Patricia Neal’s life falls short of the most terrible dramas devised by any screenwriter. Patricia Neal (real name Patsy Lou Neal) was an iconic actress between the 40s and 70s, but in front of her presence that filled the screen, her acting solvency that she demonstrated in front of the cameras, even winning an Oscar, when the spotlights turned off I was profoundly unhappy.
Patricia Neal was born on January 20, 1926 in Packard Kentucky, in the northeast of the United States, and since she was a child she expressed her intention to become an actress. She studied theater at Northwestern University and made her Broadway debut in ‘Voice of the Turtle,’ which earned her a Tony Award for drama. In 1949 she made her film debut playing her alongside Ronald Reagan in ‘John Loves Mary’. That same year she starred with Gary Cooper in the King Vidor film ‘The Spring’. Cooper and Neal had started a romance two years earlier and the idyll came to light as a result of the movie. When the press of the time charged against the actress, she, scared, decided to break the relationship. Cooper, who was Catholic, also did nothing to prevent a breakup that was an emotional crisis for Neal.
In 1951 he starred in ‘Ultimatum to Earth’, along with Michael Rennie and Billy Grax, which became a science fiction classic. That same year, she met the writer Roald Dahl at a party, whom she married on July 2, 1953. In 1952 she had filmed ‘Diplomatic Mail’, by Henry Hathaway or ‘Something for the Birds’, by Robert Wise. . And she tries her luck in Europe making ‘Your wife’, by Giovanni Paolucci, in Italy.
With her marriage to Roald Dash she had five children. The continuous maternity of her made that in the decade of the 50s the actress remained quite apart from the screen. Her eldest daughter died in 1962 at the age of seven from encephalitis after not receiving adequate care to treat the measles that afflicted her.
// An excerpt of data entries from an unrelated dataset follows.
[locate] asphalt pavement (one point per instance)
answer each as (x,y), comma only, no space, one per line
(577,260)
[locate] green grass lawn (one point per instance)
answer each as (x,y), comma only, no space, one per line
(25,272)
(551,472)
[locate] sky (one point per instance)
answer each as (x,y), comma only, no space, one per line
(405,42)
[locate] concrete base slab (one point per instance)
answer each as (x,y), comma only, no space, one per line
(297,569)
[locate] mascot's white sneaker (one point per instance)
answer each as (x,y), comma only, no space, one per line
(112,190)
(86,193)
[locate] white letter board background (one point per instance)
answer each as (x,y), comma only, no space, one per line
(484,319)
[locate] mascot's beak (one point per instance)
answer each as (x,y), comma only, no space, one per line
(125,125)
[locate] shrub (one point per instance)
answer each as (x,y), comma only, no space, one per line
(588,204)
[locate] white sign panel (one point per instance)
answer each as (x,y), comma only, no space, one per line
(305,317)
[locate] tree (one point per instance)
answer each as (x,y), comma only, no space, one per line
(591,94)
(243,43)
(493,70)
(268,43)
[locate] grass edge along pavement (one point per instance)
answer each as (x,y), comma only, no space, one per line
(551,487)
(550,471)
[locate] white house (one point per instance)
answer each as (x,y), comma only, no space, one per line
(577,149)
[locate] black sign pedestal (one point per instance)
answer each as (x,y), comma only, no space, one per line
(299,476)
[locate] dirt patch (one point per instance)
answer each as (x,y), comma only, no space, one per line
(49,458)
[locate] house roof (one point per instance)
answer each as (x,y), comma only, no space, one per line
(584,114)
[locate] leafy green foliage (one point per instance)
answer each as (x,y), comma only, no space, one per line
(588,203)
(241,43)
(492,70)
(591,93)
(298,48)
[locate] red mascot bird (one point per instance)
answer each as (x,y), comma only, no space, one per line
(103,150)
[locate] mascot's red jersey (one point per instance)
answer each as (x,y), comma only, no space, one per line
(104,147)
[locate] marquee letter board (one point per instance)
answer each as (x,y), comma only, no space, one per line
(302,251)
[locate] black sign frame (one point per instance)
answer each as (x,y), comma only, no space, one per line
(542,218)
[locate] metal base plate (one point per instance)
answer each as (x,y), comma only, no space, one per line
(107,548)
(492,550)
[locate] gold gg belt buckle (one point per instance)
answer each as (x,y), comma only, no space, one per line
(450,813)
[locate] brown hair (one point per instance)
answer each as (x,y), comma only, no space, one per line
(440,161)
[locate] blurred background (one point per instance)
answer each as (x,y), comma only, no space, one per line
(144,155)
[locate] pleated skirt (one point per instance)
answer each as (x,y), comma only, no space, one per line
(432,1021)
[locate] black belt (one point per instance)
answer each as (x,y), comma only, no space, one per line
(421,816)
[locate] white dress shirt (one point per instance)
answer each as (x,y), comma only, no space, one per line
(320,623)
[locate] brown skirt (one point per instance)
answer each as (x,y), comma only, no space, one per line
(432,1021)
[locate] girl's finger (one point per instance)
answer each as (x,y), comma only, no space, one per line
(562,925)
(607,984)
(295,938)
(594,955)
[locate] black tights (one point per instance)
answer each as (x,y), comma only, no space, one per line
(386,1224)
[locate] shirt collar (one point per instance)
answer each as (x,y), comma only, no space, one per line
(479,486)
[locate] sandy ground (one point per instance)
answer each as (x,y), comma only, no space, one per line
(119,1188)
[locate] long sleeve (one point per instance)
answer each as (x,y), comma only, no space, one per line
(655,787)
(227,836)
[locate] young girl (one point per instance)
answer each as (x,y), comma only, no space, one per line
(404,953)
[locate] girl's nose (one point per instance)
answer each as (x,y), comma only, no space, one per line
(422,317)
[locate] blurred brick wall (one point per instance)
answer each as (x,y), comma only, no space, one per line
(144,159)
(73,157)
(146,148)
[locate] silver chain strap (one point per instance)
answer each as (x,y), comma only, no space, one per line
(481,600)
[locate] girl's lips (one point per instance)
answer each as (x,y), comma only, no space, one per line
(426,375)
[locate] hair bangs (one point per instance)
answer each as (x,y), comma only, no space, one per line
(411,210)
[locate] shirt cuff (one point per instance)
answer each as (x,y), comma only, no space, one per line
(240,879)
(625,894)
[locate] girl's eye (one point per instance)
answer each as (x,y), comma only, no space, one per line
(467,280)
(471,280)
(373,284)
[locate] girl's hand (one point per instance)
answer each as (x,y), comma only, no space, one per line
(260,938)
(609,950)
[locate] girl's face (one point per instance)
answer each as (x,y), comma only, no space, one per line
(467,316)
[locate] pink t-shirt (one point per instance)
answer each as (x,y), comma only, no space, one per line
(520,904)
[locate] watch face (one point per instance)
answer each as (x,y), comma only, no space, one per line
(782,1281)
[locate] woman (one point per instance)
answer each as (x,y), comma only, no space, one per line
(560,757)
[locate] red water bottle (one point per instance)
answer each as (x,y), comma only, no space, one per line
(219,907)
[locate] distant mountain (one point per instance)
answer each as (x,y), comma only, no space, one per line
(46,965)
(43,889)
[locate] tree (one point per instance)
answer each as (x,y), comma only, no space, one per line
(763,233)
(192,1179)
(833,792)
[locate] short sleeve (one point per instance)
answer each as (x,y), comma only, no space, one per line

Two years earlier, her four-month-old son Theo suffered brain damage when the car he was sleeping in was hit by a taxi and a bus on the streets of New York. The actress was devastated by two blows in such a row, but she managed to recover with the help of her husband, she gave birth to her daughter Lucy from her and returned to the world of cinema, participating in ‘The Subject Was Roses’ .
Elia Kazan called her in 1957 to star in ‘A Face in the Crowd’ and in 1961 she appeared in ‘Breakfast at Tiffany’s’, by Blake Edwards. It will be two years later, in 1963 in the movie ‘The Bravest Among a Thousand’, alongside Paul Newman, when she wins the Oscar for best actress. She also from 1963 she is her ‘Psyche 59’, by Alexander Singer, and two years later she stars in ‘First Victory’, by Otto Preminger.
In February 1965 while pregnant again, Neal suffered a series of strokes that left her unable to speak and walk for a time. The actress had to undergo a hard recovery, but in August of that year she gave birth to her daughter without any problem. The actress stayed away from the big screen, but she did some small roles for television and collaborated in various documentaries. She returned to the cinema, fully recovered, she is produced in 1968 with ‘A story of three strangers’, for which she obtains a new Oscar nomination. In 1973 she traveled to Spain to participate, called by José Luis Borau, in ‘Hay que matar a B’, sharing the cast with Darren McGavin, Stephane Audran and Burgess Meredith.
Patricia Neal spaced more and more her work in the cinema. In 1979 she shot ‘The Passage’ and in 1981 ‘Historia macabre’ directed by John Irvin. Neal’s marriage to Dahl ended in 1983, after 30 years, when the writer had an affair with one of his friends. Neal continued to act, appearing with Glenn Close in “Cookie’s Fortune” in 1999 and in a starring role in the 2009 TV movie “Flying By” with Billy Ray Cyrus. In addition, Neal published an autobiography, “As I Am” and became in the grandmother of the model and presenter Sophie Dahl. Due to the fight that she always had against strokes and brain injuries, in the city of Knoxville, where she lived much of her childhood, there is a rehabilitation center named after her, where these types of diseases are treated. .
Patricia Neal died on August 8, 2010 at her home on Martha’s Vineyard surrounded by her relatives, as a result of lung cancer.